Atef al-Adass, a taxi driver from Awarta, saw Hussein. “I hollered over to him to get in my car and that he was going to get himself killed, if he goes any further,” said Adass, who was on his way to Nablus to visit a family member at Rafidiya Hospital. “The soldiers then shined the laser from their guns on us and I pleaded with Hussein, but he refused to get in the car.”
As Hussein came within 50 meters of the pillbox, the soldiers stationed there instructed Hussein to stop, but he continued moving forward, Adass added.
“Then the soldiers shot two bullets into the air, which startled Hussein and he started running.
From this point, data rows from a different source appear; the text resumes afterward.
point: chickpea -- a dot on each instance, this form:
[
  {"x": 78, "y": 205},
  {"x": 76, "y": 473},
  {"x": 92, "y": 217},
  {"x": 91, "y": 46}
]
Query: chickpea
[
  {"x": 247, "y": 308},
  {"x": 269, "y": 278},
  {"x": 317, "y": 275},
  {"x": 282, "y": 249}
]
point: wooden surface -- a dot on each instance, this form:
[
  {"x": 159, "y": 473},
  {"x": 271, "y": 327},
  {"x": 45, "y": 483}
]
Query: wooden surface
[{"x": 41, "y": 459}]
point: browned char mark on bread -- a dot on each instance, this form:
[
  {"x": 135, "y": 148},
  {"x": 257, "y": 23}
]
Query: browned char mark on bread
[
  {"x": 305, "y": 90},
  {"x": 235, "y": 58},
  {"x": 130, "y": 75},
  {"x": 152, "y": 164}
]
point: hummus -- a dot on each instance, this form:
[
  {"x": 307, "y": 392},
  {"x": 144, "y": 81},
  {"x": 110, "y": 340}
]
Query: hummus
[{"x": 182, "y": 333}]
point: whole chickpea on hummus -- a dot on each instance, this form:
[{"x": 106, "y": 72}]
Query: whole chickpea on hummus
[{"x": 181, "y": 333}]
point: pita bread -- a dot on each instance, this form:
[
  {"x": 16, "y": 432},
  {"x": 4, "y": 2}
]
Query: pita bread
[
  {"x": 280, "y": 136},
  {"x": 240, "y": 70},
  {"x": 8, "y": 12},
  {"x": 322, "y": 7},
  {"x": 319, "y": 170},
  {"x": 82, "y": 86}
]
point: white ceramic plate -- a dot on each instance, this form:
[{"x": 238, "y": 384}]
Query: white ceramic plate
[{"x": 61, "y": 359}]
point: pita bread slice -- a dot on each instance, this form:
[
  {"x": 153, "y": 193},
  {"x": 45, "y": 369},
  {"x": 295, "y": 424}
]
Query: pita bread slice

When he was approximately 200 meters away from the tower, they shot a round of bullets at him, hitting him in the leg and lower half of his hip,” the Adass stated. “I’m positive that Hussein had no idea where he was.”
According to the IDF Spokesperson’s Unit, the soldiers subsequently approached Hussein, found that he was unarmed, and handed him over to the Palestine Red Crescent Society emergency aid service.
The Spokesperson's Unit told The Jerusalem Post
that the soldiers acted within protocol, issuing verbal warnings to Hussein to stop in both Hebrew and Arabic, and when he did not comply, firing warning shots in the air and ultimately a shooting his lower body.
The soldiers felt that their lives could be at risk, the IDF added.
Dalal Kawareek, another sister of Hussein, said that Tuesday morning’s incident demonstrates reality of military rule.
“Mentally disabled people can walk around their neighborhoods in any place in the world, but here under military occupation, it is possible to be shot,” Dalal said, speaking beside Hussein at the Rafidiya Hospital. “That’s the reality of living under occupation.”
The IDF, however, holds that its soldiers cannot take risks, especially in light of the heightened security situation in the West Bank over the past two years, where stabbing, ramming, and shooting attacks take place frequently.
Moreover, the army does not have the ability to identify if any suspect, including mentally disabled suspects, poses a threat or is carrying a concealed weapon from a long distance, the IDF said.
Hussein, lying on his hospital bed on Wednesday, was in good spirits, smiling and making jokes.
When asked to recall Tuesday morning’s incident, Hussein did not say he entered a military checkpoint, but rather said he was going to get tea with his brother Muayyid, who has long been deceased.
“We were going to get tea and then they shot at me,” Hussein remembered.
Sumaya remarked that she looks forward to Hussein returning to Awarta, but is concerned that he may walk himself into danger again when the cast on his leg is removed.
“I really don’t know what to do,” Sumaya said, entertaining the possibility of sending him to a special care facility in Jericho.